The 2000 national cereal crop, mainly maize, is estimated at about 3.3 million tonnes, about 20 percent below the previous five years average. The decline is attributed to drought conditions in several parts of the country. However, the overall food supply situation has improved due to large maize imports, resulting in marked declines in food prices. Despite reduced pasture, livestock conditions are reported to be good.

Successive years of drought have seriously undermined food supply in the northern and central regions of the country. Food assistance will be required for about 800 000 people identified as food insecure, mainly in the regions of Dodoma, Mara, Shinyanga, Singida, Tabora, Tanga and southern Mwanza, who have suffered their third consecutive poor harvest.

UGANDA (14 February)

Harvesting of the 2000/01 second season cereal crops is well underway.
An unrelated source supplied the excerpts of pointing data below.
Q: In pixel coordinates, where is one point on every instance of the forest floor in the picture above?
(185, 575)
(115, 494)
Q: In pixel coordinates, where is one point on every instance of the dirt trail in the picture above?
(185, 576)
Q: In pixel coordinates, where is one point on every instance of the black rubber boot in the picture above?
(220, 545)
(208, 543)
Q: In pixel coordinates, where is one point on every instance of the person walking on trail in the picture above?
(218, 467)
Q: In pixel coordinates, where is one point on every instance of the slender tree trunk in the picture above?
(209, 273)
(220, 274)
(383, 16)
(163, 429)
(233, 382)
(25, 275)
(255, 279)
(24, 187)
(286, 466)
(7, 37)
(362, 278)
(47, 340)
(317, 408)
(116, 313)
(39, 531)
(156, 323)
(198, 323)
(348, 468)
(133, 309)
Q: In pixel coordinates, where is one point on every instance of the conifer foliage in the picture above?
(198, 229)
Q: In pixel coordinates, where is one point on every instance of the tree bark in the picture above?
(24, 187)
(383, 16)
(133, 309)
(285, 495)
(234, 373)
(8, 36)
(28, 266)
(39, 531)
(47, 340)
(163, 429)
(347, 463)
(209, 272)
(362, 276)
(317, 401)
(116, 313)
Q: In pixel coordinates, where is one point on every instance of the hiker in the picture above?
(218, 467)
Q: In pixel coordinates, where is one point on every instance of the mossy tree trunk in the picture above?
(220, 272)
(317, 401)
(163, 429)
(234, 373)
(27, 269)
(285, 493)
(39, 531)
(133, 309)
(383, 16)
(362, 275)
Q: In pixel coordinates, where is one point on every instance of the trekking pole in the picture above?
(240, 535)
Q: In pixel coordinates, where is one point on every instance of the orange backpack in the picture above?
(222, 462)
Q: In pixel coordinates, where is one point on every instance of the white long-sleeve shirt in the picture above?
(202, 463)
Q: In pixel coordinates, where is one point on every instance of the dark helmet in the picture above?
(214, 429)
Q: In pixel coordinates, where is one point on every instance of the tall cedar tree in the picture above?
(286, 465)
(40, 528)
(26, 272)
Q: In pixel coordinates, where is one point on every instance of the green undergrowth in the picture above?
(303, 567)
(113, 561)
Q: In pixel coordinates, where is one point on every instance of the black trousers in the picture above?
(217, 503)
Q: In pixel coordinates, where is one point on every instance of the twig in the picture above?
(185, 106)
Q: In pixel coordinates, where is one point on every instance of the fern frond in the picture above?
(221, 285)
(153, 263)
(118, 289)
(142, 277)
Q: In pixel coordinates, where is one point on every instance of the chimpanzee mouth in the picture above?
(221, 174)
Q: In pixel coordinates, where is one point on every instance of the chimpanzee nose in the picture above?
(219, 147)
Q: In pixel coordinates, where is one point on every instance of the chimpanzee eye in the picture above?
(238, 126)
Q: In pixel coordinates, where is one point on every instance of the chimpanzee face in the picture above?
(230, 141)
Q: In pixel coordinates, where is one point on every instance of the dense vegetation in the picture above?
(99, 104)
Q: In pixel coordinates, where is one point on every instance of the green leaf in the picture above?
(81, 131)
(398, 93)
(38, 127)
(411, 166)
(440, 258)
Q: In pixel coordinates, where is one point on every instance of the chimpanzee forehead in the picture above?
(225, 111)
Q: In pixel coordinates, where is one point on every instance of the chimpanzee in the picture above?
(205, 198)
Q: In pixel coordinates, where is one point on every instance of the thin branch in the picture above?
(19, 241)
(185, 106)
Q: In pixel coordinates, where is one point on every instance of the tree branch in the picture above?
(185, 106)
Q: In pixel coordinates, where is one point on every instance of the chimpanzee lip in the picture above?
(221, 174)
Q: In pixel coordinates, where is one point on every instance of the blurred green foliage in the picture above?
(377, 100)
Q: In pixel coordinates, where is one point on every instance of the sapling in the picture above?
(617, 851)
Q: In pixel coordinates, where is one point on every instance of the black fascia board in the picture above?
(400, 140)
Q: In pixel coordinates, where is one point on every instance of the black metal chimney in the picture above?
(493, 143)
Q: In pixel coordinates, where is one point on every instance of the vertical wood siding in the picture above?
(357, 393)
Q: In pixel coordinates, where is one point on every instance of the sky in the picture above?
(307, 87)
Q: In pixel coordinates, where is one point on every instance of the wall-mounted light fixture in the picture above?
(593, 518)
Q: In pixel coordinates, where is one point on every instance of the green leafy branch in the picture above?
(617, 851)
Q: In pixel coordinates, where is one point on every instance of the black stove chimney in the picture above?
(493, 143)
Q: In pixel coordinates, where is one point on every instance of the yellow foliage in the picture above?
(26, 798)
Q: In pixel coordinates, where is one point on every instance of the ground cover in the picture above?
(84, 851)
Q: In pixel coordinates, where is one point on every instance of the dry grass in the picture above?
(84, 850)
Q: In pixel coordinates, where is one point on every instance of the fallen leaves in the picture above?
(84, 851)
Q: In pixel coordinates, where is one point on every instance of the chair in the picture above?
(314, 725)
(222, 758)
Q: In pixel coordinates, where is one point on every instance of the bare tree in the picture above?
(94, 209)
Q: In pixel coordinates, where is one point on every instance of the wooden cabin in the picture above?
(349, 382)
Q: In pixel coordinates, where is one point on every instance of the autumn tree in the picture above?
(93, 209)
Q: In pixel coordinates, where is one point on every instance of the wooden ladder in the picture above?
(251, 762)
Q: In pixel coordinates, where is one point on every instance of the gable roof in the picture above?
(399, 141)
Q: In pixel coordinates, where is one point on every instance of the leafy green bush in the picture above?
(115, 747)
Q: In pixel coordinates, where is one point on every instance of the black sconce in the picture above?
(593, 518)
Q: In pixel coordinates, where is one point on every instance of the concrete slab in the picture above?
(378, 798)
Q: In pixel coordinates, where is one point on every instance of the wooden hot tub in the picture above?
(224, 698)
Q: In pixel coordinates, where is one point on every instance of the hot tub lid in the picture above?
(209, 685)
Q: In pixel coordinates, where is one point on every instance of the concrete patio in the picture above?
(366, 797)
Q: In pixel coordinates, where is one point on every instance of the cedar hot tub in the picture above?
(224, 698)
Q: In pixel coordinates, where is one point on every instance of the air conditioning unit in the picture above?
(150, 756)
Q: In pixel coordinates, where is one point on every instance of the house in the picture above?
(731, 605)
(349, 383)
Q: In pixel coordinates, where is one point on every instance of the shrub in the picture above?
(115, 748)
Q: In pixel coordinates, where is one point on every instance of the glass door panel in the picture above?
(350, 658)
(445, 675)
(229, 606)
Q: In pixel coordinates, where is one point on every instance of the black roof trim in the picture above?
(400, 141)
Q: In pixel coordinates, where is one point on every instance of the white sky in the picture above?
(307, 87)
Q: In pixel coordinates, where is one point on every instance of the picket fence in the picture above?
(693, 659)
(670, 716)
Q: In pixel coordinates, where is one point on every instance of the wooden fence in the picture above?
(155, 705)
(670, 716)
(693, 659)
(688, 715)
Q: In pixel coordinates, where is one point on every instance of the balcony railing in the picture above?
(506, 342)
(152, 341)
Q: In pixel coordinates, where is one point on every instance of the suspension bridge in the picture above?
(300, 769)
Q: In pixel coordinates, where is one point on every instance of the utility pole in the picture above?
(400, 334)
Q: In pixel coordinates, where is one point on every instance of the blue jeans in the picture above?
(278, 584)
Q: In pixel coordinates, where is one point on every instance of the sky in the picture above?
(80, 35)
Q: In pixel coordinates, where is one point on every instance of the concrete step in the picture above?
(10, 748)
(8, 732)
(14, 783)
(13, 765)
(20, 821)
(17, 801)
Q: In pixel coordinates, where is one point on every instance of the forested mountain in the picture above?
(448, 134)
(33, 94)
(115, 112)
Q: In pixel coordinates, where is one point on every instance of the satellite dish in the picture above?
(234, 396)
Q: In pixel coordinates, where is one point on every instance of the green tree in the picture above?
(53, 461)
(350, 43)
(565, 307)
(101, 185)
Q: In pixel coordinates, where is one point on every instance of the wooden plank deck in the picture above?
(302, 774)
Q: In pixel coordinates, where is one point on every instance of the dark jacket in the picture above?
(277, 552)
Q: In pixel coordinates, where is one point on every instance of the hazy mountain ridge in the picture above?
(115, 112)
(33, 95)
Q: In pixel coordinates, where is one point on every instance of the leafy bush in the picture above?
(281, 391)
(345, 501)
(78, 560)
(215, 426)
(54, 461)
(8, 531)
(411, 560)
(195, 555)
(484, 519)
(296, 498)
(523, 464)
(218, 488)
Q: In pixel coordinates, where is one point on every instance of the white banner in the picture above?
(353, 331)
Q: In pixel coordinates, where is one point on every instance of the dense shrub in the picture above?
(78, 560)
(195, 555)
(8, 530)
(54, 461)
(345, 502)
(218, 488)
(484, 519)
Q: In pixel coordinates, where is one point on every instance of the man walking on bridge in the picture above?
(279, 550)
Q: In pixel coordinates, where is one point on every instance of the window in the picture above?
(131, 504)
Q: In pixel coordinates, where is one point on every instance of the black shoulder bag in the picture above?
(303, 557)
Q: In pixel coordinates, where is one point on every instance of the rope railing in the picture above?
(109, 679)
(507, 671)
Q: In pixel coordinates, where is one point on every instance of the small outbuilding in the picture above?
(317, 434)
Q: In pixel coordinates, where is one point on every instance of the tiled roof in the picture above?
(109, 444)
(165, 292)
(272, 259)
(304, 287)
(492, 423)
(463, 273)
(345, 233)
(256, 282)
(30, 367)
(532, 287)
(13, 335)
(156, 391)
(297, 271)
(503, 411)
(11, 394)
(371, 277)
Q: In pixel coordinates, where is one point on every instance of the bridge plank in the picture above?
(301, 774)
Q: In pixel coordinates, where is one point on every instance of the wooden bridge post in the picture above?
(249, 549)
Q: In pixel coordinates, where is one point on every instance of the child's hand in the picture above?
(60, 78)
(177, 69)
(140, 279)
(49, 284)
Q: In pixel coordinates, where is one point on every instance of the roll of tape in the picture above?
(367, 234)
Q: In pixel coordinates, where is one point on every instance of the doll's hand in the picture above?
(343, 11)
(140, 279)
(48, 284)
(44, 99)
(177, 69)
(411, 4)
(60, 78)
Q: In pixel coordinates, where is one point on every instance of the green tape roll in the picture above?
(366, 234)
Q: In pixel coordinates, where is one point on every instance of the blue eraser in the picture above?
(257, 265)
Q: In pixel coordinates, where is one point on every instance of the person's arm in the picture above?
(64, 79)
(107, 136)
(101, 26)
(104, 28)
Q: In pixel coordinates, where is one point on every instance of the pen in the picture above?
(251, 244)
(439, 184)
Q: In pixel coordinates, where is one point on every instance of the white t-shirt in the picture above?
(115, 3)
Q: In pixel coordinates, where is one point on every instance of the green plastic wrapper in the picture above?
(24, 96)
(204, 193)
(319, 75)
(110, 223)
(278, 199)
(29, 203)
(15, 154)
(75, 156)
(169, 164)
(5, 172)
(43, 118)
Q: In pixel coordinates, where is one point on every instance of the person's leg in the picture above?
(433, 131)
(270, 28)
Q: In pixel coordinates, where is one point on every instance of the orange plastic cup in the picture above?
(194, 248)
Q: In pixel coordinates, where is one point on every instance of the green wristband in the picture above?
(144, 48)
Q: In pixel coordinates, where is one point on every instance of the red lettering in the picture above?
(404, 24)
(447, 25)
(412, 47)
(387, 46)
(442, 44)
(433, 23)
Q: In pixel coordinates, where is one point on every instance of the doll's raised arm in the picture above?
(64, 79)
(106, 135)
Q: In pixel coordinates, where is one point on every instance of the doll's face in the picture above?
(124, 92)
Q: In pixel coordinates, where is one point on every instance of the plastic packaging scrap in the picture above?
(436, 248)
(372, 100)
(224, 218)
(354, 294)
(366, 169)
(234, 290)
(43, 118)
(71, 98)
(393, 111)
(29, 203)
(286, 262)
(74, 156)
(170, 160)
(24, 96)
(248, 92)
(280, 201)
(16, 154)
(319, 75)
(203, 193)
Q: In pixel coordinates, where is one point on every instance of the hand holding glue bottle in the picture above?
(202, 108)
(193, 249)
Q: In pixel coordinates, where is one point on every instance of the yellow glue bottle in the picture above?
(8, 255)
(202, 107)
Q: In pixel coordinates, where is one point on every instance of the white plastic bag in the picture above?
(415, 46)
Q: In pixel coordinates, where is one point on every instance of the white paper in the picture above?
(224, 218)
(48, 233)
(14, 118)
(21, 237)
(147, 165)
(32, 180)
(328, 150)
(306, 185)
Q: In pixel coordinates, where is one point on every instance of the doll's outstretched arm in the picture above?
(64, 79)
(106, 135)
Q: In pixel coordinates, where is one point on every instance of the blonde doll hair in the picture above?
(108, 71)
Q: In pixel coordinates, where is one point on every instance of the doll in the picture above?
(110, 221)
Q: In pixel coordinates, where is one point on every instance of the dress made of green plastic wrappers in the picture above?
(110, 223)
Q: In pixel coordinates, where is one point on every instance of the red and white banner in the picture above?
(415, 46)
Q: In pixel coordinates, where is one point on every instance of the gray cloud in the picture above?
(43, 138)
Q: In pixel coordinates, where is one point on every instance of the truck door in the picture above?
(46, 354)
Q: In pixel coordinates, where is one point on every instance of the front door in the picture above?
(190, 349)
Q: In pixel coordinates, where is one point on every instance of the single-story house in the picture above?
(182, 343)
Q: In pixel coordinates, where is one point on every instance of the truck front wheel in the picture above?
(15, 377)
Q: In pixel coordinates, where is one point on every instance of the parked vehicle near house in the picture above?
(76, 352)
The output is anticipated to be above average reflecting well distributed rains during the season.

The output of the main season crop, harvested from the middle of 2000, was below average due to drought and erratic rains in various parts of the country. Cereal production in 2000 is estimated to be about 12 percent below average at 1.6 million tonnes.

The overall food supply situation is satisfactory. However, the situation remains precarious in districts of Gulu, Kitgum, Bundibugyo, and parts of Kasese and Kabarole, mainly due to last year’s poor harvest and/or insecurity. WFP’s food assistance benefits an estimated 1.1 million IDPs, refugees, and drought-affected people in the country.